Well, when that comes, you will observe a mighty diminution of my chagrin.""Yes--now go to sleep. Shall I make you comfortable on that sofa? Now then, are you all right?""Yes, my nursling of the press. You shall amuse me; you shall drive the flies away from me. The friend of adversity should be the friend of prosperity. So I will give you some Hava--na--cig----""Come, now, sleep. Sleep off your gold, you millionaire!""You! sleep off your paragraphs! Good-night! Say good-night to Nebuchadnezzar!--Love! Wine! France!--glory and tr--treas----"Very soon the snorings of the two friends were added to the music with which the rooms resounded--an ineffectual concert! The lights went out one by one, their crystal sconces cracking in the final flare. Night threw dark shadows over this prolonged revelry, in which Raphael's narrative had been a second orgy of speech, of words without ideas, of ideas for which words had often been lacking.
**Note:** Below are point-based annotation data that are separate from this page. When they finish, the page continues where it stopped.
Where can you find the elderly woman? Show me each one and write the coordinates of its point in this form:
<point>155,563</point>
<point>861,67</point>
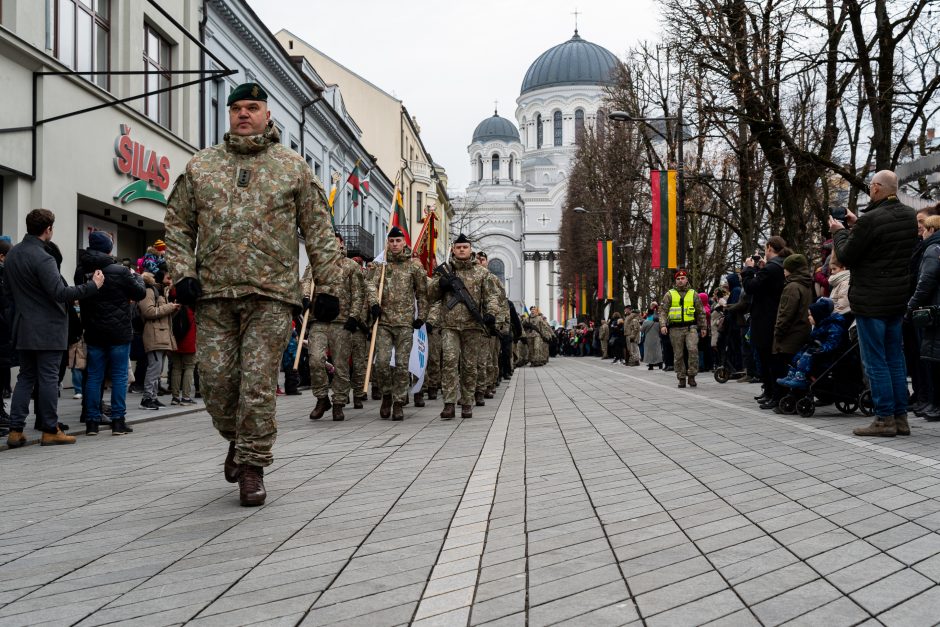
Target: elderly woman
<point>926,294</point>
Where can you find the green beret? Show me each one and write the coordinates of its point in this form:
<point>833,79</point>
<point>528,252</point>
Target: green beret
<point>247,91</point>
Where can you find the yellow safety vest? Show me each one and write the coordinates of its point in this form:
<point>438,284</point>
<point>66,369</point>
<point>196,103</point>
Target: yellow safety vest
<point>682,310</point>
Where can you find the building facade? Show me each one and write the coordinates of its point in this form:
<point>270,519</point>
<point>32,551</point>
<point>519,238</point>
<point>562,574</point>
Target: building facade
<point>519,172</point>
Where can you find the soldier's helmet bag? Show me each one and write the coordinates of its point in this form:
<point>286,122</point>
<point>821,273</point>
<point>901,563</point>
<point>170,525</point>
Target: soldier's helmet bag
<point>325,308</point>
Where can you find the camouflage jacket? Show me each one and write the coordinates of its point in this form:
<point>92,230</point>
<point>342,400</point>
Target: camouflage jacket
<point>232,220</point>
<point>405,283</point>
<point>346,285</point>
<point>476,279</point>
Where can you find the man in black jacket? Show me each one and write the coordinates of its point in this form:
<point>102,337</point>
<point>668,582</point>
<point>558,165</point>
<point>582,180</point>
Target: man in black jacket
<point>35,291</point>
<point>877,249</point>
<point>106,318</point>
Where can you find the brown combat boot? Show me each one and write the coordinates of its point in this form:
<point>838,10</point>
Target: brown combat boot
<point>338,414</point>
<point>902,425</point>
<point>16,439</point>
<point>251,490</point>
<point>448,412</point>
<point>881,427</point>
<point>386,409</point>
<point>322,405</point>
<point>54,439</point>
<point>230,468</point>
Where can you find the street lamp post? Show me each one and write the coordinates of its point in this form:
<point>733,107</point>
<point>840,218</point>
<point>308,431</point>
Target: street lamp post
<point>623,116</point>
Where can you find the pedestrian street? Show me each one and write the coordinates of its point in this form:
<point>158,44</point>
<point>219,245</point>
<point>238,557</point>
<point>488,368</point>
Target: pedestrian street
<point>583,494</point>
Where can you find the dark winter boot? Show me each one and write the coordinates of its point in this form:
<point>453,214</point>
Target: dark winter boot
<point>320,408</point>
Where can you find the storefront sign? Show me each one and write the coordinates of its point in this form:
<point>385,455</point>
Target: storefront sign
<point>150,171</point>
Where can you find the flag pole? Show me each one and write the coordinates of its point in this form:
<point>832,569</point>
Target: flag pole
<point>375,325</point>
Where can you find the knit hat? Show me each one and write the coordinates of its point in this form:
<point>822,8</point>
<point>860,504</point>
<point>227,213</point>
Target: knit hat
<point>796,263</point>
<point>100,241</point>
<point>821,309</point>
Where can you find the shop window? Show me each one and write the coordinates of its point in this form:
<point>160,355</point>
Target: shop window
<point>157,60</point>
<point>82,40</point>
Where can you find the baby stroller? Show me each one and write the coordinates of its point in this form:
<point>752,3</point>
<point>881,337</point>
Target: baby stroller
<point>840,381</point>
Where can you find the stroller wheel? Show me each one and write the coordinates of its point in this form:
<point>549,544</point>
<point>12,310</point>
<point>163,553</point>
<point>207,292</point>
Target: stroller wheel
<point>847,407</point>
<point>865,404</point>
<point>805,407</point>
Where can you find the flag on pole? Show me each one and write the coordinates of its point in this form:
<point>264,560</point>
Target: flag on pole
<point>399,218</point>
<point>665,237</point>
<point>605,269</point>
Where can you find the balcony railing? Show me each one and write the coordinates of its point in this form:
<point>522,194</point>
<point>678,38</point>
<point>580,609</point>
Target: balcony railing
<point>359,242</point>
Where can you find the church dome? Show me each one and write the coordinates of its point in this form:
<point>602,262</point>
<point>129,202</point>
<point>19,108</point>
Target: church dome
<point>495,128</point>
<point>575,62</point>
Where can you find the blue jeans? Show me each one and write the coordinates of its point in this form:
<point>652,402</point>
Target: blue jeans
<point>883,357</point>
<point>100,357</point>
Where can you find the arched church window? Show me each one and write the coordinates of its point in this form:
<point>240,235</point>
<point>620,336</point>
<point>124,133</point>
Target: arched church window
<point>497,267</point>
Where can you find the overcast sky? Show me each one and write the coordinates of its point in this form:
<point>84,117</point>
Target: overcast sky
<point>448,61</point>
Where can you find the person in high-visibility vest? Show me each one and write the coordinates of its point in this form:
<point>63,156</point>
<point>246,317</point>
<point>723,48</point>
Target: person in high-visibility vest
<point>682,318</point>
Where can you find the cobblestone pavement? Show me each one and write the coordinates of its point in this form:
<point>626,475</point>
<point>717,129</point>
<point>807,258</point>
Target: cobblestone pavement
<point>584,494</point>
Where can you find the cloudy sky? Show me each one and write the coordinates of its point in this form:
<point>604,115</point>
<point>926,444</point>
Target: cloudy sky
<point>449,60</point>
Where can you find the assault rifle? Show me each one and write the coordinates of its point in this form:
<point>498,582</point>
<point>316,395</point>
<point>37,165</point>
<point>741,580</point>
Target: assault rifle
<point>459,293</point>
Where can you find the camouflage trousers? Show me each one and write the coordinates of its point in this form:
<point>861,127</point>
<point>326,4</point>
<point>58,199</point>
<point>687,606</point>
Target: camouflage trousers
<point>432,376</point>
<point>359,349</point>
<point>393,381</point>
<point>461,350</point>
<point>684,338</point>
<point>240,345</point>
<point>332,337</point>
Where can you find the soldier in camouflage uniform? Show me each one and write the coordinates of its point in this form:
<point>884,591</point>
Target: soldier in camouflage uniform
<point>360,338</point>
<point>461,334</point>
<point>331,332</point>
<point>231,233</point>
<point>405,284</point>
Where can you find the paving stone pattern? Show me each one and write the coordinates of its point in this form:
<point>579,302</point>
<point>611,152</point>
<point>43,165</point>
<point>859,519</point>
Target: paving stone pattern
<point>583,494</point>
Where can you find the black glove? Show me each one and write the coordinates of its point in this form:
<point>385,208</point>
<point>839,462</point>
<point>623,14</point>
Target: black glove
<point>188,291</point>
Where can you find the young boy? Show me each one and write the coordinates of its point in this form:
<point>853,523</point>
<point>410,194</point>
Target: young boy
<point>828,332</point>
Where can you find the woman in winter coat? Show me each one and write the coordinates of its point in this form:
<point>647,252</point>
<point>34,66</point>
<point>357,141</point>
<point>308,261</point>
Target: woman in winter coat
<point>158,334</point>
<point>792,327</point>
<point>927,294</point>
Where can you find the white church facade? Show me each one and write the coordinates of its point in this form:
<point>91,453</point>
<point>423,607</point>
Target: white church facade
<point>519,172</point>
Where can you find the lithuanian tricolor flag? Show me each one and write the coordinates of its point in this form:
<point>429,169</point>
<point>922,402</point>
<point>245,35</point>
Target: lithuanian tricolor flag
<point>605,269</point>
<point>665,222</point>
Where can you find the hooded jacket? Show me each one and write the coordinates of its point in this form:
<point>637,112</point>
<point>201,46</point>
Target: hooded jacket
<point>106,316</point>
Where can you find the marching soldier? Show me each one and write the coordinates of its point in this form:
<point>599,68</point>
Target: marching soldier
<point>405,284</point>
<point>684,323</point>
<point>464,316</point>
<point>231,233</point>
<point>331,331</point>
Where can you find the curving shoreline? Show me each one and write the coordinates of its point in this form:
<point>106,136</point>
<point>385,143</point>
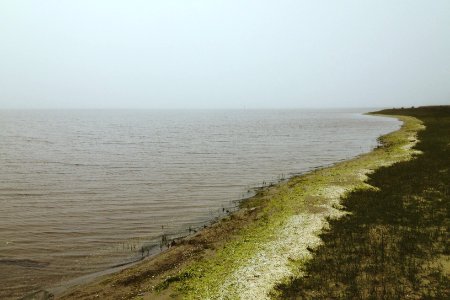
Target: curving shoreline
<point>240,255</point>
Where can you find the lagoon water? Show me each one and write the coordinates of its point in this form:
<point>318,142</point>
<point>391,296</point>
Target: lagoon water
<point>82,191</point>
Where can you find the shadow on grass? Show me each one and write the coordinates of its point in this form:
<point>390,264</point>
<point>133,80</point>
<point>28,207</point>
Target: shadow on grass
<point>395,242</point>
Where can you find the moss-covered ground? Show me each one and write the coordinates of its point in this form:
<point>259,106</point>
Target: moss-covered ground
<point>278,243</point>
<point>374,226</point>
<point>394,243</point>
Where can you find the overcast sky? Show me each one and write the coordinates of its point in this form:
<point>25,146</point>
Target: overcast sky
<point>223,54</point>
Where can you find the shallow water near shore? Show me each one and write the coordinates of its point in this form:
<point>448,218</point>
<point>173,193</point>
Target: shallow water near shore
<point>82,191</point>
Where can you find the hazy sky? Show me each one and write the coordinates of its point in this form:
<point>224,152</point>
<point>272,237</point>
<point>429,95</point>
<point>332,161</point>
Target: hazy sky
<point>223,54</point>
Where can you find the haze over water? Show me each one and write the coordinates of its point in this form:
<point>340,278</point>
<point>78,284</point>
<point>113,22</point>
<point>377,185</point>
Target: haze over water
<point>81,191</point>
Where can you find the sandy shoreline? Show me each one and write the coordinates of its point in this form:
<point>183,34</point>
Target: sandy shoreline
<point>240,257</point>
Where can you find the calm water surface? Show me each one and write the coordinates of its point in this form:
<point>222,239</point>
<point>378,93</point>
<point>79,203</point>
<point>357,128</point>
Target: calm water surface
<point>81,191</point>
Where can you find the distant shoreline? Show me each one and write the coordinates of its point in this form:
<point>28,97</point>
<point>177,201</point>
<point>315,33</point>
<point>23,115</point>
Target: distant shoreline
<point>228,233</point>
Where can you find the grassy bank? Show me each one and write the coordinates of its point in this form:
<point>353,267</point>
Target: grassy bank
<point>394,243</point>
<point>268,242</point>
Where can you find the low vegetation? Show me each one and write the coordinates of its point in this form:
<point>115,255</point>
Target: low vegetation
<point>394,243</point>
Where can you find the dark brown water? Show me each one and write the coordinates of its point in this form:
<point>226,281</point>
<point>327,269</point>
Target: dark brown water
<point>82,191</point>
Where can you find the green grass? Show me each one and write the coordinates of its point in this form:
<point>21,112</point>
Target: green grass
<point>394,244</point>
<point>303,194</point>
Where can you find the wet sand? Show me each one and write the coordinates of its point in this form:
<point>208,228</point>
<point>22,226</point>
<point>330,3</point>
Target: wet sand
<point>240,255</point>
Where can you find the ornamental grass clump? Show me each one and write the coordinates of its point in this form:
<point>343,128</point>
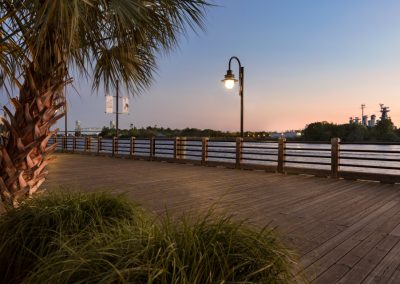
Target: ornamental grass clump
<point>38,227</point>
<point>100,238</point>
<point>209,249</point>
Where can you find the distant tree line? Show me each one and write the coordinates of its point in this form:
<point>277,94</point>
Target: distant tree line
<point>352,132</point>
<point>168,132</point>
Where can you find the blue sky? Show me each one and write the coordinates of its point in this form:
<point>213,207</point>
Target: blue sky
<point>304,60</point>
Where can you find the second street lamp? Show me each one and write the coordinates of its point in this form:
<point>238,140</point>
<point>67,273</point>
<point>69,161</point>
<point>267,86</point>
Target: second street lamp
<point>229,81</point>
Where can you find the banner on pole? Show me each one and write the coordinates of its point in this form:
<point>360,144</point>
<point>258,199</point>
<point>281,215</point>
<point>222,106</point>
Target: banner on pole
<point>125,105</point>
<point>109,104</point>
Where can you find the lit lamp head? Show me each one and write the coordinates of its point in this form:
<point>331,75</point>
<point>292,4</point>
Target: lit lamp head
<point>229,79</point>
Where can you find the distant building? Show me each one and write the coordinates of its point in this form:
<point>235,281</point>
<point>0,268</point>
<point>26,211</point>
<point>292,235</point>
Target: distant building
<point>286,134</point>
<point>372,121</point>
<point>365,120</point>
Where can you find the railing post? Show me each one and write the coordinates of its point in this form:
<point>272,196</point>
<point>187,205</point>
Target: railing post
<point>239,155</point>
<point>152,148</point>
<point>132,147</point>
<point>73,143</point>
<point>281,154</point>
<point>335,148</point>
<point>113,146</point>
<point>204,150</point>
<point>176,146</point>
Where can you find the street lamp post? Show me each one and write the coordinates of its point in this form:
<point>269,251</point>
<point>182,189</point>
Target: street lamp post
<point>230,81</point>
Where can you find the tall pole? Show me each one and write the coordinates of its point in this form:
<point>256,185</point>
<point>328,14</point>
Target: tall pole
<point>241,90</point>
<point>241,81</point>
<point>362,114</point>
<point>65,116</point>
<point>117,110</point>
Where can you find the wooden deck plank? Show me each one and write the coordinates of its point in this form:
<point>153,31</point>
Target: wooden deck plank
<point>343,229</point>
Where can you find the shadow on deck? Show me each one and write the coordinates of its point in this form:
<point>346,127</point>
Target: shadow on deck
<point>344,231</point>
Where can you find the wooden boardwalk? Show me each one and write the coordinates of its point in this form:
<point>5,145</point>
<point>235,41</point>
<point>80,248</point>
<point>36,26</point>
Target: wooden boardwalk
<point>344,231</point>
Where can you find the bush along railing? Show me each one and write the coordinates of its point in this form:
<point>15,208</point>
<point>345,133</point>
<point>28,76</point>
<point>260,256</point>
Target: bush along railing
<point>336,159</point>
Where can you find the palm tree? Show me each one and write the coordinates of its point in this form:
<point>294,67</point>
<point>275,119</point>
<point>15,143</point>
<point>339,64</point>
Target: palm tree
<point>42,41</point>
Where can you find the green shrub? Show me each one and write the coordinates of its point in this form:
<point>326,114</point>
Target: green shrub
<point>99,238</point>
<point>207,250</point>
<point>38,226</point>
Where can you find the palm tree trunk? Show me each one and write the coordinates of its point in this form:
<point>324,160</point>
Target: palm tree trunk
<point>25,154</point>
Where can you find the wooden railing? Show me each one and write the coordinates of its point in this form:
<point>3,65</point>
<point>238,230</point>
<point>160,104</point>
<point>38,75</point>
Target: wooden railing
<point>370,161</point>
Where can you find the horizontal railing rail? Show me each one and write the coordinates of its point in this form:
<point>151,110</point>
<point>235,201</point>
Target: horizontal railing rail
<point>371,161</point>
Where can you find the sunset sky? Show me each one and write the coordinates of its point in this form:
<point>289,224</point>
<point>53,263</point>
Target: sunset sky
<point>304,60</point>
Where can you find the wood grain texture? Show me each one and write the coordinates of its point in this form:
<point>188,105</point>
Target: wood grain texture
<point>344,231</point>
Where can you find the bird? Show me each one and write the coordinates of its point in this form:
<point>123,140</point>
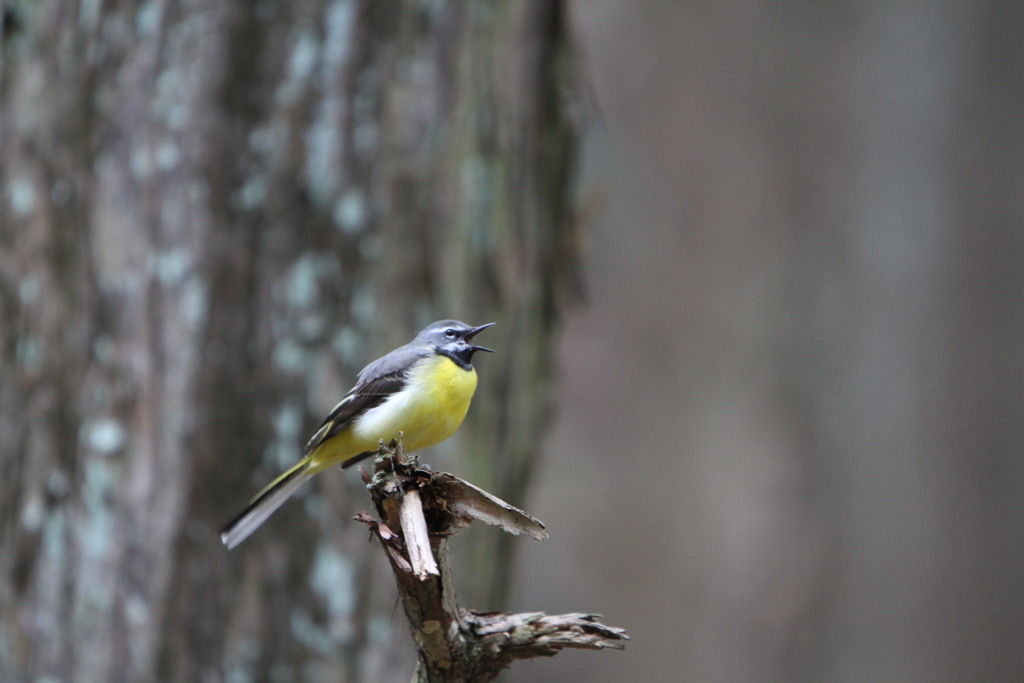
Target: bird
<point>421,390</point>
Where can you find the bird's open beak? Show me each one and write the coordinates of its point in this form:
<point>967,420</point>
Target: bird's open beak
<point>475,331</point>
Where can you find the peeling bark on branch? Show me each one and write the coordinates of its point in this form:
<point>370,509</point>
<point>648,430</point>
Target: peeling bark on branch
<point>418,510</point>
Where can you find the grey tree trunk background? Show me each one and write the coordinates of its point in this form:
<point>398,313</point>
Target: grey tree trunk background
<point>213,214</point>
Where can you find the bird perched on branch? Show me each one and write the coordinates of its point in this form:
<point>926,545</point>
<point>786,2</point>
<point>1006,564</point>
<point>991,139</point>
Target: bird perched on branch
<point>422,389</point>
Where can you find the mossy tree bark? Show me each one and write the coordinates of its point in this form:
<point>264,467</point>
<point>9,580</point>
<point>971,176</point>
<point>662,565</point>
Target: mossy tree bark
<point>213,215</point>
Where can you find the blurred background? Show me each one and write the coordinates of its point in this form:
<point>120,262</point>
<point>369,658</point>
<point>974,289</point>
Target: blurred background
<point>759,275</point>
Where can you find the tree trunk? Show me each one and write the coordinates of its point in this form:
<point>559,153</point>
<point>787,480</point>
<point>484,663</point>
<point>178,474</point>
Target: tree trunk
<point>213,215</point>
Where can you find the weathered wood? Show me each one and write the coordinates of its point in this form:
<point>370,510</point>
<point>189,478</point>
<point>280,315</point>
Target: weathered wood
<point>457,645</point>
<point>212,214</point>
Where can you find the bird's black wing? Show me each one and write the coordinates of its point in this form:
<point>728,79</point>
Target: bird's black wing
<point>377,381</point>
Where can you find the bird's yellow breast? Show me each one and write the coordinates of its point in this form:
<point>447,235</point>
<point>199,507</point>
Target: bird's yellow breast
<point>426,411</point>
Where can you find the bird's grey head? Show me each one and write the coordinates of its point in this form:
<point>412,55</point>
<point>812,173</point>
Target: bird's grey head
<point>454,339</point>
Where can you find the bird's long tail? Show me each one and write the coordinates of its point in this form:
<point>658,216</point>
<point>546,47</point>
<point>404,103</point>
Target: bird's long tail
<point>264,503</point>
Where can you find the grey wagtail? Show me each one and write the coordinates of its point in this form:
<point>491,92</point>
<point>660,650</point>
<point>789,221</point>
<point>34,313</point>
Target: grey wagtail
<point>421,389</point>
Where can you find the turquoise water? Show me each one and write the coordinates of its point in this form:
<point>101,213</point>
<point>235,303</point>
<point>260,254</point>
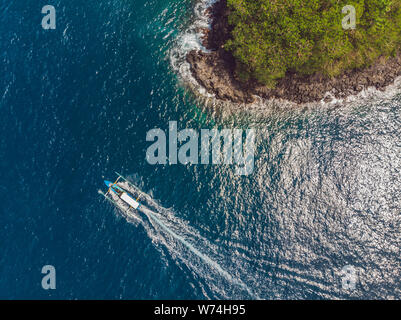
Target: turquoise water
<point>76,104</point>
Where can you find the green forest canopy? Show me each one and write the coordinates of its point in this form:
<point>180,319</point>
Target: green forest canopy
<point>271,37</point>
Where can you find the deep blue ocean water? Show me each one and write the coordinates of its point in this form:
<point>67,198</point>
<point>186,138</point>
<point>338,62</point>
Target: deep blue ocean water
<point>75,105</point>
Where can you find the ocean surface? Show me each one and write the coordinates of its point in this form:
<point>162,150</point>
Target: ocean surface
<point>75,106</point>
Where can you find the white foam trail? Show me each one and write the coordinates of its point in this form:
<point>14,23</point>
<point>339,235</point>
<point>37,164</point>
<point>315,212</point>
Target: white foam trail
<point>156,218</point>
<point>202,256</point>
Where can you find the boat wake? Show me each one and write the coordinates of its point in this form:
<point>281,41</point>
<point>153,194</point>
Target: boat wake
<point>181,241</point>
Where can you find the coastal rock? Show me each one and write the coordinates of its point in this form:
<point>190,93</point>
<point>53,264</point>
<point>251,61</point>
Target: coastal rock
<point>215,71</point>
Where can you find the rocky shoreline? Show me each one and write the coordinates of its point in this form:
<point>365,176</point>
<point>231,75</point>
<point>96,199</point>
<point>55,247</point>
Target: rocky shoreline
<point>214,71</point>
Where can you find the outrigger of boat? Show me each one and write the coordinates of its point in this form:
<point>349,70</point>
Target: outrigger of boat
<point>121,193</point>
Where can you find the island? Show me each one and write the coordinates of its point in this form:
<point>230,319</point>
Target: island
<point>298,50</point>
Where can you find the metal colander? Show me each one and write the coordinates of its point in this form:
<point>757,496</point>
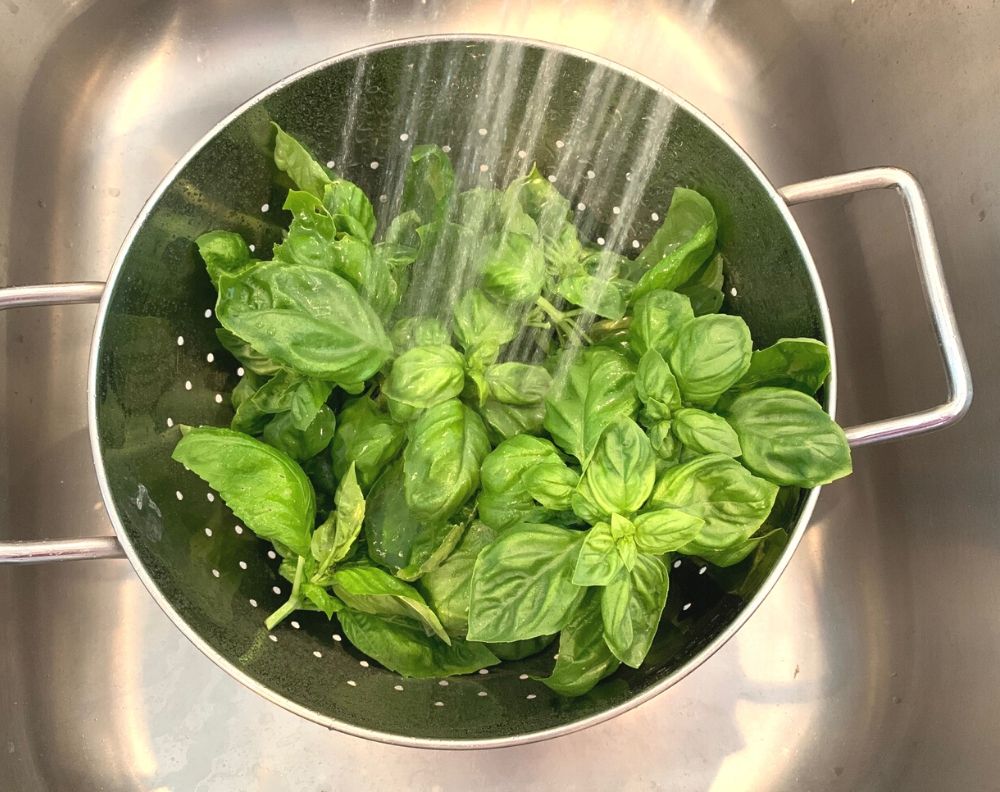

Towards noon, next day, the fair Aquilina bestirred herself. She yawned wearily. She had slept with her head upon a painted velvet footstool, and her cheeks were mottled over by contact with the surface. Her movement awoke Euphrasia, who suddenly sprang up with a hoarse cry; her pretty face, that had been so fresh and fair in the evening, was sallow now and pallid; she looked like a candidate for the hospital. The rest awoke also by degrees, with portentous groanings, to feel themselves over in every stiffened limb, and to experience the infinite varieties of weariness that weighed upon them.
A servant came in to throw back the shutters and open the windows.
There they all stood, brought back to consciousness by the warm rays of sunlight that shone upon the sleepers' heads. Their movements during slumber had disordered the elaborately arranged hair and toilettes of the women. They presented a ghastly spectacle in the bright daylight. Their hair fell ungracefully about them; their eyes, lately so brilliant, were heavy and dim; the expression of their faces was entirely changed. The sickly hues, which daylight brings out so strongly, were frightful. An olive tint had crept over the lymphatic faces, so fair and soft when in repose; the dainty red lips were grown pale and dry, and bore tokens of the degradation of excess. Each disowned his mistress of the night before; the women looked wan and discolored, like flowers trampled under foot by a passing procession.